Smart Room Vignettes
As part of a Minerva Research Initiative grant we developed a situated sensor suite that we called the Smart Room. The sensor suite, as shown below, included FLIR Boson infrared cameras, Azure Kinects, Garmin Fenix 6s, Empatica E4s, Rode Wireless Go IIs, CO2 and air quality sensors.

To display the Smart Room concept and capabilities, we created a few vignettes that could also act as a test dataset to use for method development.
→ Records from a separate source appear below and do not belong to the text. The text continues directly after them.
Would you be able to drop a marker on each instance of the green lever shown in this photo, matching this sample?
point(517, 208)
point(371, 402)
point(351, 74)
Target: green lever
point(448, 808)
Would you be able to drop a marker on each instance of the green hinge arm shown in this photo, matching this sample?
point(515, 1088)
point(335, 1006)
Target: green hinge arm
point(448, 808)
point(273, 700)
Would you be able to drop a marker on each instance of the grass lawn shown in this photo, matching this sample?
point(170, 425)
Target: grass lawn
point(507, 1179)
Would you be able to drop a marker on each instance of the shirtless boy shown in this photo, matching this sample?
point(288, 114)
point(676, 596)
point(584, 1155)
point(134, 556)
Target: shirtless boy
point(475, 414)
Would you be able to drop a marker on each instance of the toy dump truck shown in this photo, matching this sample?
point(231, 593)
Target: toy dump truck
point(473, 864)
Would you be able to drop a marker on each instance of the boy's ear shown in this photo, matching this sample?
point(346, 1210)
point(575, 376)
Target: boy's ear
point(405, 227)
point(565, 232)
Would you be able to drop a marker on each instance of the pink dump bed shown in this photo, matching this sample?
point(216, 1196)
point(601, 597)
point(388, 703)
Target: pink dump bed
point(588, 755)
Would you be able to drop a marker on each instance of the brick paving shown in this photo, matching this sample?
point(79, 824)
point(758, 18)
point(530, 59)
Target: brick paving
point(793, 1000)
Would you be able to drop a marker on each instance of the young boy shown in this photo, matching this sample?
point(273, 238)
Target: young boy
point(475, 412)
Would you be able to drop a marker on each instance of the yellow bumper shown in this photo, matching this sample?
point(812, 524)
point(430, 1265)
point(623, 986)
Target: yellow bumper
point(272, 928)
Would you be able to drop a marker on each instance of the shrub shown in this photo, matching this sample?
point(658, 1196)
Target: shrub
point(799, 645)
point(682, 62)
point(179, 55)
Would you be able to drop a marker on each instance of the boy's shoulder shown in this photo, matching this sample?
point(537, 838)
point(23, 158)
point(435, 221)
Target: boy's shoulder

This mainly helped demonstrate the video based sensors that inherently capture personally identifiable data. For a look into the non-image based data, check out my blog post about my Smart Room visualization. Here I am mainly going to show off some images captured in the room to illustrate a proof of concept.
With the Kinect, we were able to collect video, depth, and near IR data. From the video data we were able to calculate optical flow which can be seen below on the right.

Since we were capturing streams from 6 cameras at 30 fps on one computer, we had to find creative ways to speed up data capture and writing. Using the built in Kinect capture method, that was compatible with the segmentation and body pose estimation functions, was too slow and too data intensive. To get around this, we saved each stream from each Kinect as individual frames. From there, I had to reconstruct the Kinect Image object in order to extract the body pose estimation. Below you can see a Kinect body skeleton extracted from a deconstructed and then reconstructed stream of someone doing jumping jacks.


We also collected data from radiometrically calibrated infrared cameras as can be seen above. Our goal was to identify small changes in skin surface temperature. Attempting to solve this problem led to our publication, Reading Between the Colors: Enhancing Feature Perception in Colormaps Through Perceptual Transformations.